Nutritional Pharmacology and Mechanistic Insights of Lycopene: Antioxidant, Endocrine, and Reproductive Regulatory Pathways
Clinical Applications of Lycopene in Male Infertility, Prostate Disorders, and Metabolic-Endothelial DysregulationBackground:
Lycopene, a highly unsaturated carotenoid with exceptional antioxidant capacity, has emerged as a pivotal bioactive compound in the nutritional pharmacology of male health.
Beyond its classical free radical–scavenging role, lycopene orchestrates a coordinated regulation of oxidative, endocrine, and inflammatory pathways - forming a unified Redox–Endocrine–Reproductive Axis that underlies multiple male disorders, including infertility, erectile dysfunction, benign prostatic hyperplasia (BPH), and prostate cancer.
Methods:
A comprehensive synthesis of molecular, preclinical, and clinical evidence was performed to elucidate lycopene’s mechanistic roles and translational outcomes.
The review integrates findings from randomized controlled trials (RCTs), meta-analyses, and professional consensus statements, emphasizing mechanistic continuity across the antioxidant, hormonal, and genomic domains.

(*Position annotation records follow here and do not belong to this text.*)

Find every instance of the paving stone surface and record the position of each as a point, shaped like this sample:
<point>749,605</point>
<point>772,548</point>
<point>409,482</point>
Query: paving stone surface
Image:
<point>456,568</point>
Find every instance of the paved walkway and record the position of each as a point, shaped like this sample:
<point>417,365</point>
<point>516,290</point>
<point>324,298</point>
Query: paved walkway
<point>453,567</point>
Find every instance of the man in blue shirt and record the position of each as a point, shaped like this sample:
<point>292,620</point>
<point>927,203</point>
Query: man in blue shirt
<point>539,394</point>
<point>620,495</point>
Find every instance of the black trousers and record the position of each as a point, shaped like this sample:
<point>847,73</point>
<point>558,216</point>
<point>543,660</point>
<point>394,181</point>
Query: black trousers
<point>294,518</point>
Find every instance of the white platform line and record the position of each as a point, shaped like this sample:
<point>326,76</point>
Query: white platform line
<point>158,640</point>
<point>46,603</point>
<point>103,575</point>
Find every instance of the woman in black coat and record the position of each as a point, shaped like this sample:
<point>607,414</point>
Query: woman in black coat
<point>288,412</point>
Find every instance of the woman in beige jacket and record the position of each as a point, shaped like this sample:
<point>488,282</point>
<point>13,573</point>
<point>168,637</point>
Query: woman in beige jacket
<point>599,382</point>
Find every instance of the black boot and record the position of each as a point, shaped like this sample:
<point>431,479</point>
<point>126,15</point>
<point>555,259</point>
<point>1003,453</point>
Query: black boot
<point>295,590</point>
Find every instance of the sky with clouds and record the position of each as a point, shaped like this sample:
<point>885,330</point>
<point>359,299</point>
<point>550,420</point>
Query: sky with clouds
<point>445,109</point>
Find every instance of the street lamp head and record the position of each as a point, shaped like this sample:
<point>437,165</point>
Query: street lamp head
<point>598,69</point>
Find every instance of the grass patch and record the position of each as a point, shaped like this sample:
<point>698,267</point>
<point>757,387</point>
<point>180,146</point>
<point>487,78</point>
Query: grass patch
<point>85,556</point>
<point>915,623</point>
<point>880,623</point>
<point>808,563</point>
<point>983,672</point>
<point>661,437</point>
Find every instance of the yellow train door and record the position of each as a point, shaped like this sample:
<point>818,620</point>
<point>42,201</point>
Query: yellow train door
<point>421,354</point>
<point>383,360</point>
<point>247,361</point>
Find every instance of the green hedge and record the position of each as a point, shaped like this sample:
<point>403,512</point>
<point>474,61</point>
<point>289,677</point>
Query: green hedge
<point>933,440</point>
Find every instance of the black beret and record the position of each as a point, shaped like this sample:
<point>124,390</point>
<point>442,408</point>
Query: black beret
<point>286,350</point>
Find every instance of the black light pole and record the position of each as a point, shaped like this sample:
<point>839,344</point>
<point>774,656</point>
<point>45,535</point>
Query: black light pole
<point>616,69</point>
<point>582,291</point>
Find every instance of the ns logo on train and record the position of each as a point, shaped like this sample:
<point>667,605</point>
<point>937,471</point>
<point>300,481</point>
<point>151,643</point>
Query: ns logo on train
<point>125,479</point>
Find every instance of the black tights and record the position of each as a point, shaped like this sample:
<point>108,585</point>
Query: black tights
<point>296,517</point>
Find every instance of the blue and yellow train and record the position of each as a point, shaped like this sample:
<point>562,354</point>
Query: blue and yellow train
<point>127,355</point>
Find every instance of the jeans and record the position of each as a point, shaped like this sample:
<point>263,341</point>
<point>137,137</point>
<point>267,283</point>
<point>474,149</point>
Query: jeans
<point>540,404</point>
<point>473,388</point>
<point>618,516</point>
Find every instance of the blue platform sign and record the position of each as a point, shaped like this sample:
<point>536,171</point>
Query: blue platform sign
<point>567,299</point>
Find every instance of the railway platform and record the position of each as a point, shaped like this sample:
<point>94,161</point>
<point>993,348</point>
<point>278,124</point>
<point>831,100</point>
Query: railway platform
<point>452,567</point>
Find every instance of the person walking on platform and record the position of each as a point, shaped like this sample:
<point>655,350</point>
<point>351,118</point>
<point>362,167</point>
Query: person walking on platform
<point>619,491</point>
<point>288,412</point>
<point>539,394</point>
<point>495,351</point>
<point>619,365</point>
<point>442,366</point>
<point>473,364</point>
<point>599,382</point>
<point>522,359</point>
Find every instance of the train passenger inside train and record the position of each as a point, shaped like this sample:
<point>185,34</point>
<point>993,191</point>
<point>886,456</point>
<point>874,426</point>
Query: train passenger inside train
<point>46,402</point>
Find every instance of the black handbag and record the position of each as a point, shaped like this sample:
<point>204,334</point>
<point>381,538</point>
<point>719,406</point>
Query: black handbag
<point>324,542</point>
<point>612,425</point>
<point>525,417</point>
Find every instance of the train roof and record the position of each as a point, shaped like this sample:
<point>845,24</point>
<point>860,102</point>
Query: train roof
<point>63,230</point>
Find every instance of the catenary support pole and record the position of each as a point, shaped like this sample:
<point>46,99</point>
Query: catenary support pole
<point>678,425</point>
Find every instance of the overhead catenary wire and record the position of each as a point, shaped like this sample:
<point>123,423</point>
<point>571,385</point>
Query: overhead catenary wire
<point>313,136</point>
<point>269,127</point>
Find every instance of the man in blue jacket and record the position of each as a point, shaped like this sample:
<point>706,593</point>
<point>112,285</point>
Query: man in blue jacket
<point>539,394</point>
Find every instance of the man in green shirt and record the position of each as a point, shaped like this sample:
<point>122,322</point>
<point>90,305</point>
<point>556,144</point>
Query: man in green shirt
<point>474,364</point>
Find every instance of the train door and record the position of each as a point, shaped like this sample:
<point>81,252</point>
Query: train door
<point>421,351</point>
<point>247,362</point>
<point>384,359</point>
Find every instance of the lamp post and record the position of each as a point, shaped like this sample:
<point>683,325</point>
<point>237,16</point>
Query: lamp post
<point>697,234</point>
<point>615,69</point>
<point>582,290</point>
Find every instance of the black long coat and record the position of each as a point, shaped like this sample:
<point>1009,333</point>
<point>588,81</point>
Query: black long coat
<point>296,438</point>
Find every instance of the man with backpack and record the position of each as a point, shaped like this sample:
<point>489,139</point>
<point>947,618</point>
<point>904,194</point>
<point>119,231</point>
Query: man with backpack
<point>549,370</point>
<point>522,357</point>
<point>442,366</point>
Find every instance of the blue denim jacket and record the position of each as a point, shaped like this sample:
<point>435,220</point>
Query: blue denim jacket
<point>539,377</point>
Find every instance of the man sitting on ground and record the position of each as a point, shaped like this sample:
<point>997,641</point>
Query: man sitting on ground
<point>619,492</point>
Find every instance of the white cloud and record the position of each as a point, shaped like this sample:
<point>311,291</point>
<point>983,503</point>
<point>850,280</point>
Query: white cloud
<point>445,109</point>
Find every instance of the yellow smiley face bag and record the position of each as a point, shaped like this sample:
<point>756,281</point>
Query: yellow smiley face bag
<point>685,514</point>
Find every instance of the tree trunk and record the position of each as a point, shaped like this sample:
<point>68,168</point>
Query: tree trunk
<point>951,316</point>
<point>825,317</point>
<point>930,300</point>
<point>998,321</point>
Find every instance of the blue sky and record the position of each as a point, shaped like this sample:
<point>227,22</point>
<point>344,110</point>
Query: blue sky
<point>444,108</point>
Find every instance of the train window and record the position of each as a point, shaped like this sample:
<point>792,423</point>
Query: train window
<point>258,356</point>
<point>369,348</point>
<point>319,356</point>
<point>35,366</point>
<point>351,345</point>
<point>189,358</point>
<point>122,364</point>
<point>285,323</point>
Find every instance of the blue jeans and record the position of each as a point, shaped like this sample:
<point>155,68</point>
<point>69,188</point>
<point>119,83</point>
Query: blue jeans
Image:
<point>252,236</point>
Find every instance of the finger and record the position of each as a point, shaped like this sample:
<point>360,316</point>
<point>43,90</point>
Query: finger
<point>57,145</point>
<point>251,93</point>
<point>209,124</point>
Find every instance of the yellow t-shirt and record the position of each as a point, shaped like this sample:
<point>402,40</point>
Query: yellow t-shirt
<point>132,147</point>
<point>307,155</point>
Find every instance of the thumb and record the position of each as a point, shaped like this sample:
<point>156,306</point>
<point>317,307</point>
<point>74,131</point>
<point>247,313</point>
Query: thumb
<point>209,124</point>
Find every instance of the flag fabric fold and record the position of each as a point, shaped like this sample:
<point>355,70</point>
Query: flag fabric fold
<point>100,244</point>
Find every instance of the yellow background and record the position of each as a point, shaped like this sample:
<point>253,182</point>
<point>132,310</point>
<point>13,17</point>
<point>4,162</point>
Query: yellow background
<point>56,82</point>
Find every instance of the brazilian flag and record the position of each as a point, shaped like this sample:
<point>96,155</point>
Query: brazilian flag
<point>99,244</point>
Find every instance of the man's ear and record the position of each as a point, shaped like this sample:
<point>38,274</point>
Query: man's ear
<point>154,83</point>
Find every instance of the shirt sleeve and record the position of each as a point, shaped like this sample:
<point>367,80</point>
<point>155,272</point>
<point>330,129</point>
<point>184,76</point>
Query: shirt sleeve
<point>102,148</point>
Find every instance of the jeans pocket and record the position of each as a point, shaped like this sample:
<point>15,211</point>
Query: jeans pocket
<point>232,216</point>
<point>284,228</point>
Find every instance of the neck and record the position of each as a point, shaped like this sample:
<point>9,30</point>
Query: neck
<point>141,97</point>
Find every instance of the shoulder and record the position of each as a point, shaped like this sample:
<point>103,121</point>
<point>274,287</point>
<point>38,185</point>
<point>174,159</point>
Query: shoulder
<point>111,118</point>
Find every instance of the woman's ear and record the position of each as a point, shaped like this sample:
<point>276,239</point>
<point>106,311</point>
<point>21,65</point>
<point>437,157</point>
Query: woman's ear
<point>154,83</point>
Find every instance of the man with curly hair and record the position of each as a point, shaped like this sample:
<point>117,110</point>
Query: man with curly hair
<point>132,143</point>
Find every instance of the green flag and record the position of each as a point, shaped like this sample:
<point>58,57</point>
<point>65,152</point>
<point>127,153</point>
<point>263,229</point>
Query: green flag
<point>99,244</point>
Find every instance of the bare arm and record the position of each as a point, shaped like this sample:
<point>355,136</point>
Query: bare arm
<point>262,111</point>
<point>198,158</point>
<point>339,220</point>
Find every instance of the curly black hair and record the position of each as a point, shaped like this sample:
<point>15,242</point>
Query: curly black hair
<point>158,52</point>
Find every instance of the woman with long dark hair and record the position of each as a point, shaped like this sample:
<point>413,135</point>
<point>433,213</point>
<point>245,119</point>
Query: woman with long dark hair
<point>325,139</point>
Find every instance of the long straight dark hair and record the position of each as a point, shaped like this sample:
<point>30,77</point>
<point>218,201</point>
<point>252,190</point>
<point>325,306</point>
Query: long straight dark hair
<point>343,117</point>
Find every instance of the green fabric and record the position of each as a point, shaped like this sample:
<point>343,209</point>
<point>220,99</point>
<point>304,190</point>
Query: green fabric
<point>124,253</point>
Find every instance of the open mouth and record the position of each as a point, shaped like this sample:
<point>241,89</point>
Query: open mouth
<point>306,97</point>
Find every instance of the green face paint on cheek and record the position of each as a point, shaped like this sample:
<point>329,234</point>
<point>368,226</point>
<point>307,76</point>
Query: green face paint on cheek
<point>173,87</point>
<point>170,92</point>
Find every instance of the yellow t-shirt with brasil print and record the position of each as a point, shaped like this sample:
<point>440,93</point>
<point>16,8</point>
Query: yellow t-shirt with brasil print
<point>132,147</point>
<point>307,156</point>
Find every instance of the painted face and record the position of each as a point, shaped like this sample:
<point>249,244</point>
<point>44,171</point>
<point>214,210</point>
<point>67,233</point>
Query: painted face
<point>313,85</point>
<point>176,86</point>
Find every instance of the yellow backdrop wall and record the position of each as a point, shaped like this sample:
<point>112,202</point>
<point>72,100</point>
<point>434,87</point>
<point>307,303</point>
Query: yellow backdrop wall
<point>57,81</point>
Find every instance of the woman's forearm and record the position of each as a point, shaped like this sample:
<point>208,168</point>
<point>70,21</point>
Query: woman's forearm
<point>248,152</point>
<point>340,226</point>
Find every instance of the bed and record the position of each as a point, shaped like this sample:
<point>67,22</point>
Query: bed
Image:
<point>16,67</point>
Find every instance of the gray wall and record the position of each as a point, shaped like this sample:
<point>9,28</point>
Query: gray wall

Dose rationality and multi-nutrient synergy (with L-arginine, Serenoa repens, selenium, Coenzyme Q10, and vitamin–mineral complexes) were evaluated within the framework of nutritional pharmacology.
Results:
Evidence demonstrates that lycopene at 40 mg/day achieves systemic modulation across the male health spectrum.
It re-establishes endothelial nitric oxide (NO) signaling, enhances testosterone synthesis, inhibits 5-α-reductase and dihydrotestosterone (DHT) over-activity, and attenuates NF-κB–driven inflammation.
These mechanisms collectively improve sperm quality, erectile performance, prostatic volume, and oxidative genomic stability.
Epidemiological and interventional studies further confirm its preventive efficacy against prostate cancer, correlating higher plasma lycopene concentrations with reduced tumor aggressiveness and PSA levels.
The nutrient also exhibits synergistic benefits when co-administered with L-arginine and selenium, completing a closed-loop regulation of vascular, endocrine, and reproductive axes.
Conclusions:
Lycopene functions as a systemic homeostatic regulator rather than a single-pathway antioxidant.
Through its tri-axis modulation of redox, hormonal, and inflammatory networks, it provides an evidence-based nutritional intervention for infertility, erectile dysfunction, BPH, and prostate cancer prevention.
With robust clinical validation, excellent safety up to 75 mg/day, and universal consensus around the 40 mg/day therapeutic benchmark, lycopene exemplifies the paradigm of precision nutritional pharmacology - transforming men’s health management from symptomatic relief to molecular-level restoration of biological equilibrium.